I really enjoyed this book. I had Antifragile recommended to me many times, but wanted to read Taleb’s books in order. (I don’t recommend this, just skip to Antifragile and read Fooled By Randomness and The Black Swan later if you are still interested). Still, Taleb presents many interesting ideas about how to examine, and particularly how not to examine, events involving randomness.
Those things that came with the help of luck can be taken away by luck. Things that come with little help of luck are more resistant to randomness.
It doesn’t matter how often something succeeds if the cost of failure is too difficult to bear.
Randomness can be a catalyst for a feedback cycle. Monkeys anecdote: it has been shown that monkeys injected with serotonin will rise in the pecking order, which in turn causes a rise in serotonin, until the virtuous cycle breaks and starts a vicious one. Failure causes one to slide in the pecking order, causing a behavior that will bring about further drops in pecking order.
Instead of examining current success, it is more pertinent to be rich in the average of the lives you have led.
Alternative histories: you must judge a performance by the results and the costs of the alternative (if history played out another way). E.g. if enough players play Russian roulette, some will succeed and look “successful”.
People are heroes not because they won or lost, but because of heroic behavior.

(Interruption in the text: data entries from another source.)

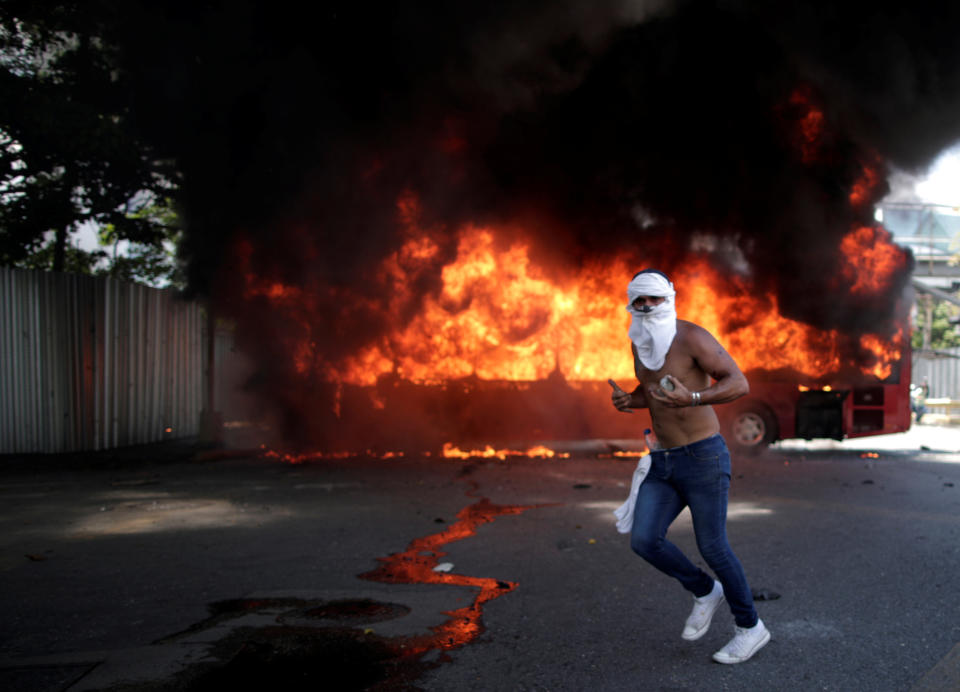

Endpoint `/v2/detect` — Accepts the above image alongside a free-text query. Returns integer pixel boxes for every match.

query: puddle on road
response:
[359,488,538,655]
[97,482,548,692]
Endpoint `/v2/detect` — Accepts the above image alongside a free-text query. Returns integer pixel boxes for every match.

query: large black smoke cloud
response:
[109,0,960,436]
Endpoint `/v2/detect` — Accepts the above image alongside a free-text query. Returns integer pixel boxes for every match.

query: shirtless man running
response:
[611,269,770,663]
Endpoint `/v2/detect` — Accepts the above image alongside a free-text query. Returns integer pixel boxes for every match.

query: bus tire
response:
[724,399,777,455]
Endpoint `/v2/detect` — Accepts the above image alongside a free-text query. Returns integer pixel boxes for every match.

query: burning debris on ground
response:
[97,0,960,447]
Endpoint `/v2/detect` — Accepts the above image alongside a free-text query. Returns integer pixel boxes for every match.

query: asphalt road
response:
[0,426,960,691]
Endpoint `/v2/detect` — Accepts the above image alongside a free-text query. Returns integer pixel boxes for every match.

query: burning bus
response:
[227,214,910,453]
[192,10,936,450]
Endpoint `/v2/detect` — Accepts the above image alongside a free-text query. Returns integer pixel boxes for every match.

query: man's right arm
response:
[630,343,649,408]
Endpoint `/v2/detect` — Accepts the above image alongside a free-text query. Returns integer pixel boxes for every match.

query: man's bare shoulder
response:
[677,320,714,341]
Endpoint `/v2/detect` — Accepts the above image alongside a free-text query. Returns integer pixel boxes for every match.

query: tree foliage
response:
[0,1,177,278]
[911,296,960,349]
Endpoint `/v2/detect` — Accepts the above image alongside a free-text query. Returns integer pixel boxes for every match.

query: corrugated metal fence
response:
[911,348,960,400]
[0,267,204,454]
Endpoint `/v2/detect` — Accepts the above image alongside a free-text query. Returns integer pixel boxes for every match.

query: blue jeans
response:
[630,433,757,627]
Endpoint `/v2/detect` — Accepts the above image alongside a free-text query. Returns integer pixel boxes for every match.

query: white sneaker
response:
[680,580,723,642]
[713,620,770,663]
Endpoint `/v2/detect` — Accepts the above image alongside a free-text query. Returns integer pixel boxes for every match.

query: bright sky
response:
[914,144,960,206]
[74,143,960,254]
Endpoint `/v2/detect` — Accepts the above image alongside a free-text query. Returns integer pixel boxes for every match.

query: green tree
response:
[911,295,960,349]
[0,6,177,271]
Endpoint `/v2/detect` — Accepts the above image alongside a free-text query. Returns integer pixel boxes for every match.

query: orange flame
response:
[245,215,906,385]
[840,226,907,295]
[443,442,570,461]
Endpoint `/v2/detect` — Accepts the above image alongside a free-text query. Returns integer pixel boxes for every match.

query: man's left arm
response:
[655,327,750,406]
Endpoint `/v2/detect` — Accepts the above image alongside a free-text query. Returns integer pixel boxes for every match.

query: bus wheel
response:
[726,401,777,454]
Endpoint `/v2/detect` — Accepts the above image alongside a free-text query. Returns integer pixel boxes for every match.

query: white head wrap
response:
[627,272,677,370]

People are bad at considering abstract risk. They are much better at focussing on vivid risk.
Rational thinking often seems to rationalize one’s actions by fitting some logic to them, instead of the reverse.
A mistake is not something to be determined after the fact, but in light of the information until that point.
Valuable things tend to stay around for a long time. If it’s been around for a while, it’s likely to stay. The opportunity cost of missing a new thing is minuscule compared to the garbage one has to wade through to get the few winners.
Decision making under uncertainty is better performed by minimal exposure to the media because it’s hard to separate out the few useful items from the noise.
Paying attention to the news has minimal returns on the time investment. People often think that it will surely be the next batch of news that will really make a difference in their understanding of things.
By observing less frequently, we improve the signal to noise ratio, since much of the noise is lost by then. This applies to news, portfolio returns, etc.
The longer something goes without exposure to a rare event, the more vulnerable it will be to the event.
Data can only be used to disprove a proposition, never to prove one.
You usually have to discover things for yourself. You are rarely affected in behavior (in any durable manner) by things you read. The impression tends to wane over time (as you read newer things and the impressions are replaced by fresh ones).
Problems of induction, going from plenty of particulars to the general.
Social treadmill effect: you get rich, move to rich neighborhoods, then become poor again. You get used to wealth and revert to a set point of satisfaction.
Losers often do not show up in analyses where they must be considered (survivorship bias).
People don’t accept randomness as the cause of their success, only their failure.